Thanks to A auntie, I discovered something fantastic about being unemployed and without urgent demands. Two nights ago, after we had dinner with her, I was getting out of her car, and she asked me, in that critical, practical, emotionless voice of hers, "What are you reading these days?" When I admitted I was currently without reading material (I was wise enough not to try to make the excuse of catching up on blog-perusing), she took a book from the armrest and handed it to me.

"Have you read it?" I asked her. She nodded. "Did you like it?" I prodded, because she offered up nothing.

She was still resistant. "It's set completely in India," was her only response. She eyed me for a moment, to see if I still wanted it. I took it, and started reading the cover. I was a bit concerned. Something about it reminded me of the plot summary of Khalid Hosseini's new novel, and he, frankly, annoys me.

This is how A auntie is, though. She doesn't discount your opinion, and she doesn't assert hers. She wanted me to draw my own conclusions, to enter the story without bias. And last night, thanks to this book, I suddenly discovered the great thing about being stuck in EBF. I covered 50 pages of it in the morning, and then last night, I nearly pulled an all-nighter finishing it.

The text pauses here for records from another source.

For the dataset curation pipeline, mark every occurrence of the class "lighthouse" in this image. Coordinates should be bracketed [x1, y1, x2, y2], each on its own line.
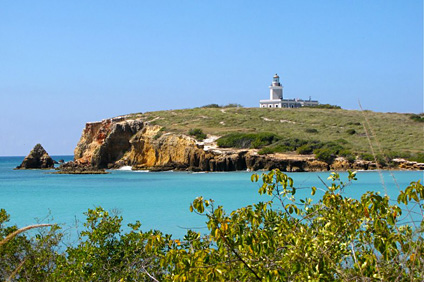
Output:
[259, 74, 319, 108]
[269, 74, 283, 100]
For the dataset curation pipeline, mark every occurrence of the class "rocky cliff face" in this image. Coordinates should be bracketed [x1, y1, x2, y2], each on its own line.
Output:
[16, 144, 54, 169]
[67, 117, 418, 172]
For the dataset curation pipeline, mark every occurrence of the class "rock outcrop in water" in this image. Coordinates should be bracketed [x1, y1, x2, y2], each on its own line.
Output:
[16, 144, 54, 169]
[61, 116, 424, 173]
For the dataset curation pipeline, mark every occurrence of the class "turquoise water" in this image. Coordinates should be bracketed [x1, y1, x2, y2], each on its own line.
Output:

The book was The Space Between Us by Thrity Umrigar. I'm surprised there hasn't been that much buzz about the book amongst the usual suspects. I still haven't been able to make a significant dent into Inheritance of Loss, and while I'll admit that the first few chapters of Umrigar's book were not immediately engaging, it quickly built to an interesting place. And, strangely enough, strangely because I have never lived in India, the book felt quite authentic to me.

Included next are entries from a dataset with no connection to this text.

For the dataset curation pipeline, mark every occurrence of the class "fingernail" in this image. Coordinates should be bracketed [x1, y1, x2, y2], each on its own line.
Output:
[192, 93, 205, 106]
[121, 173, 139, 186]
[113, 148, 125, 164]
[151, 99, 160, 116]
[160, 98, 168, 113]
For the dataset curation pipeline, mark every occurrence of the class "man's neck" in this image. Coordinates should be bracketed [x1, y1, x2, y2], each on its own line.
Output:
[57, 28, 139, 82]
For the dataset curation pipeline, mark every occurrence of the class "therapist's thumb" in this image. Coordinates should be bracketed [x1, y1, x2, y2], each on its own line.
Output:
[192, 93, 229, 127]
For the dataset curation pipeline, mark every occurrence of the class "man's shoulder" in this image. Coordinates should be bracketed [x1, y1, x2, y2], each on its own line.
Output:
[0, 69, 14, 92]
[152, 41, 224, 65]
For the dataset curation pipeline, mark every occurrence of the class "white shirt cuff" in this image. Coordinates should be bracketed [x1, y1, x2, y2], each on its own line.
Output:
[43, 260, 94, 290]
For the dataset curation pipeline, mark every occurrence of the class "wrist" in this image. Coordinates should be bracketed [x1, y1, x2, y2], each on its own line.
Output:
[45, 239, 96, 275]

The story revolves around a middle/upper-class woman and her servant. This, of course, could have set the stage for overwrought drama. And mind you, there are some plot twists and turns that may be a bit indulgent. But yet, there is something so accurate about the way this whole idea is captured, this whole idea of someone coming to your house, working beside you every day, how they are an important part of your daily existence, how they are even sometimes considered to be like part of your family, but how there is always a line that divides you that will never be crossed. There is something so accurate about how these boundaries exist and appear to be blurred but are never really crossed that any shortcomings in the novel seem forgivable.

I guess I am big on the idea of these barriers lately. Whether it has to do with not relating, or unspoken rules regarding class, or chasms based on history, or fear, it just feels like there are so many lines drawn between everyone. And I wish I was better at being the one to try to bridge the divide. I wish I was better at being the one that reached out and forgave. It disturbs me that I wish that, because I used to be that person. But when I was that person, I just felt, over and over again, like I was being a pushover. I was annoyed with myself, that I'd spend time complaining about people when it was clear I had given them more chances than they deserved. I no longer found it romantic to be the doormat, to be the selfless, forgiving one. I feel so much stronger now that I do not let people run me over. But I question whether I actually am stronger- because letting the past go and finding ruins to salvage require a lot of strength, perhaps more than I ultimately possess.